Is given to the second data holding means, and
Given the output of the second data holding means of the multiply-accumulate means of
Since the input data using the same coefficient are added to each other and then multiplied by the coefficient, the product-sum operation means of the same configuration is used while using less multipliers than the number of input data.
Are connected in series, are easy to arrange as a semiconductor integrated circuit, and have different numbers of input data.
The sum-of-products operator of the same configuration
It is possible to provide an arithmetic unit that can easily cope with the adjustment of the number of stages, has high expandability, and can perform high-speed processing.

[Brief description of the drawings]

FIG. 1 is a block diagram illustrating an arithmetic unit according to an embodiment of the present invention.

FIG. 2 is a block diagram illustrating a conventional arithmetic device.

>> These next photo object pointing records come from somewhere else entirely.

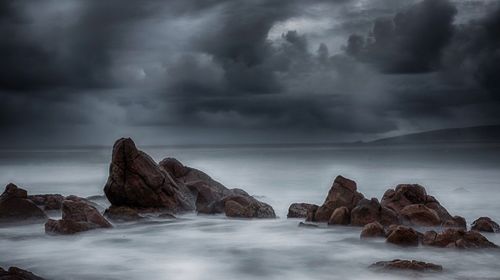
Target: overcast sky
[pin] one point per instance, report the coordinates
(242, 71)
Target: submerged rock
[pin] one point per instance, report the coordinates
(485, 224)
(77, 216)
(15, 273)
(15, 207)
(301, 210)
(406, 265)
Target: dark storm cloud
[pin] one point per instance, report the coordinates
(410, 42)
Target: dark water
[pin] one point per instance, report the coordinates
(465, 178)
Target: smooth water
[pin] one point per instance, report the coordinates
(465, 179)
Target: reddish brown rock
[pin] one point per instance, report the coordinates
(77, 216)
(456, 238)
(403, 236)
(342, 193)
(340, 216)
(406, 265)
(301, 210)
(15, 207)
(485, 224)
(238, 206)
(15, 273)
(371, 230)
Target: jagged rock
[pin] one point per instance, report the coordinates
(342, 193)
(77, 216)
(485, 224)
(239, 206)
(403, 236)
(340, 216)
(122, 213)
(15, 273)
(15, 207)
(47, 201)
(301, 210)
(373, 229)
(456, 238)
(406, 265)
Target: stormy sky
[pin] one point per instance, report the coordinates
(80, 72)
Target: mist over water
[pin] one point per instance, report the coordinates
(464, 178)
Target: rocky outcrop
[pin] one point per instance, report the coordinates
(456, 238)
(301, 210)
(403, 236)
(15, 273)
(406, 265)
(15, 207)
(77, 216)
(373, 229)
(485, 224)
(342, 193)
(137, 182)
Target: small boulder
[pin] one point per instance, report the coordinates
(77, 216)
(371, 230)
(403, 236)
(340, 216)
(406, 265)
(301, 210)
(485, 224)
(15, 207)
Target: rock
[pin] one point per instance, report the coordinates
(485, 224)
(368, 211)
(15, 273)
(301, 210)
(77, 216)
(340, 216)
(122, 213)
(419, 215)
(374, 229)
(403, 236)
(406, 265)
(456, 238)
(15, 207)
(342, 193)
(239, 206)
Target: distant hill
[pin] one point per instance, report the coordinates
(477, 134)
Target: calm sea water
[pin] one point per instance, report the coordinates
(464, 178)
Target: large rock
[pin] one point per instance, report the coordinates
(456, 238)
(369, 211)
(406, 265)
(77, 216)
(301, 210)
(485, 224)
(15, 207)
(15, 273)
(342, 193)
(403, 236)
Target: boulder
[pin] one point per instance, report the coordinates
(47, 201)
(406, 265)
(15, 207)
(403, 236)
(456, 238)
(301, 210)
(15, 273)
(340, 216)
(342, 193)
(77, 216)
(485, 224)
(239, 206)
(373, 229)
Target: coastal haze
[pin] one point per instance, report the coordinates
(276, 98)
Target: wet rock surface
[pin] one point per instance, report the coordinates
(15, 207)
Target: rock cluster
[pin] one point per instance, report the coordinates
(136, 181)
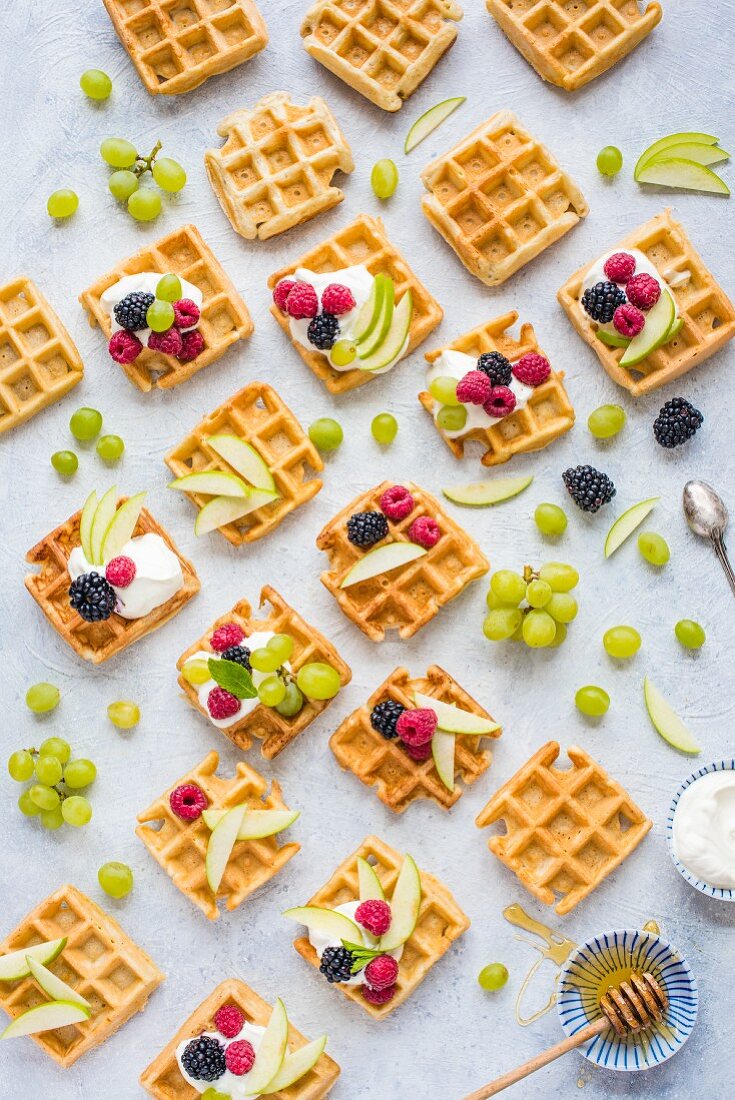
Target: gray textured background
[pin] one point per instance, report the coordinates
(451, 1036)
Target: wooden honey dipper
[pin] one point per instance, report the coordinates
(631, 1007)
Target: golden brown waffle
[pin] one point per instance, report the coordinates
(97, 641)
(708, 314)
(386, 766)
(99, 961)
(259, 416)
(405, 598)
(225, 318)
(276, 165)
(440, 921)
(264, 722)
(163, 1078)
(177, 44)
(383, 50)
(566, 828)
(39, 361)
(179, 846)
(500, 198)
(571, 42)
(362, 242)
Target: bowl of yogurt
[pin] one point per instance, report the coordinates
(700, 829)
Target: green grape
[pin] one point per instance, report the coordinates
(85, 424)
(65, 462)
(384, 428)
(116, 879)
(326, 433)
(96, 84)
(318, 680)
(621, 641)
(62, 204)
(384, 178)
(654, 548)
(42, 697)
(689, 633)
(592, 701)
(168, 175)
(606, 421)
(118, 153)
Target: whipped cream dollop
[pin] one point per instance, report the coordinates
(157, 574)
(704, 829)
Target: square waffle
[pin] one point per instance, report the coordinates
(99, 961)
(386, 766)
(440, 921)
(500, 198)
(97, 641)
(548, 414)
(566, 828)
(362, 242)
(571, 42)
(39, 361)
(259, 416)
(405, 598)
(177, 44)
(383, 48)
(708, 312)
(264, 722)
(179, 846)
(163, 1078)
(225, 318)
(276, 165)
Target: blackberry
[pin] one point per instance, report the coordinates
(364, 528)
(204, 1058)
(384, 716)
(337, 964)
(677, 421)
(324, 331)
(601, 301)
(131, 311)
(589, 487)
(496, 367)
(92, 596)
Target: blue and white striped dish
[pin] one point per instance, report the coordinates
(604, 955)
(719, 892)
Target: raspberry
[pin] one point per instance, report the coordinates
(628, 320)
(337, 299)
(473, 388)
(124, 347)
(375, 916)
(531, 369)
(643, 290)
(425, 531)
(240, 1057)
(416, 727)
(620, 266)
(396, 503)
(188, 801)
(222, 704)
(120, 571)
(225, 636)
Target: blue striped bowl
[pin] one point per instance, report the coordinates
(719, 892)
(602, 957)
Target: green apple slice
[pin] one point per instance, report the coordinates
(626, 524)
(244, 459)
(14, 966)
(667, 722)
(430, 120)
(382, 560)
(45, 1016)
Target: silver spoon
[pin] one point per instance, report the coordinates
(706, 515)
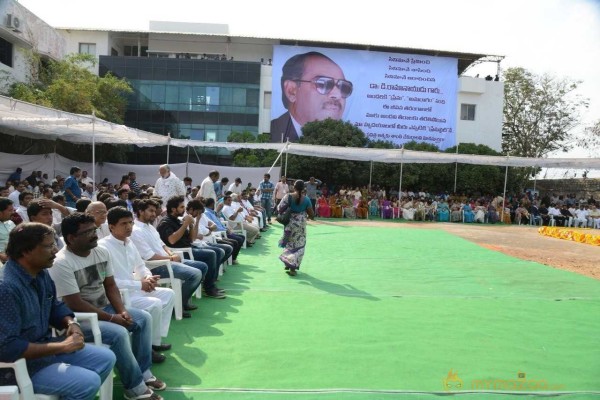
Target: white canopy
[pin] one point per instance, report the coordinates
(30, 120)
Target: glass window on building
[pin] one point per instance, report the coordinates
(6, 50)
(267, 100)
(87, 48)
(211, 136)
(212, 98)
(467, 112)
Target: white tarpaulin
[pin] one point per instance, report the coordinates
(54, 164)
(25, 119)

FIG. 3 is a block diagram showing another conventional arithmetic unit.

[Explanation of symbols]

Reference Signs List 20 product-sum operation means 24 data holding circuit (first data holding circuit) 25 data holding circuit (second data holding circuit) 21 adder (second adding means) 22 adder (first adding means) 23 Multipliers (multiplication means) 26, 34 Coefficient register 29 Clock signal 32 Input data

────────────────────────────────────────────────── ─── Continuation of the front page (56) References JP-A-59-127171 (JP, A) JP-A-60-119116 (JP, A) JP-A-1-126819 (JP, A) (58) Field (Int.Cl. ⁶ , DB name) G06F 17/10 JICST file (JOIS)

Claims (5)

(57) [Claims] 1. A given common first input data, provided with a product-sum operation means n (n ≧ 2) which are connected in series with each other, the respective product-sum operation unit, a first data holding means, and second data holding means, a first adding means for adding the contents of the first input data of said second data holding means, and the addition result and the coefficient of the first addition means multiplication means for multiplying, and a second adding means for adding the data stored in the multiplication result to the first data holding means of said multiplying means, in the first stage of the product-sum operation unit, first Data retention means
The second input data is provided, and the second data
The third input data is provided, and the product-sum operation means of the i-th (2 ≦ i ≦ n) stage outputs the first data.
The second addition of the product-sum operation means of the (i-1) th stage to the data holding means.
The output of the arithmetic means is given and the second data holding means
Of the second data holding means of the product-sum operation means of the (i-1) th stage
An arithmetic unit characterized by receiving an output . 2. The arithmetic unit according to claim 1, wherein the coefficient used in the multiplying means is stored in a register. 3. The method according to claim 2, wherein the first input data is the third input data.
Together provided to the first stage of the product-sum operation manual stage as over data, multiplies the second register for storing the coefficients, and a coefficient of said first input data and the second register, the multiplication result arithmetic unit according to claim 1 or claim 2, wherein further comprising a second multiplying means for outputting to the first stage of the product-sum operation manual stage as the second input data. A second data holding means for inputting data;
3. The arithmetic unit according to claim 1, wherein two data of a current value and a previous value of the data are held. 5. The arithmetic unit according to claim 1, wherein at least one of the adding means of the product-sum calculating means comprises a carry save adder.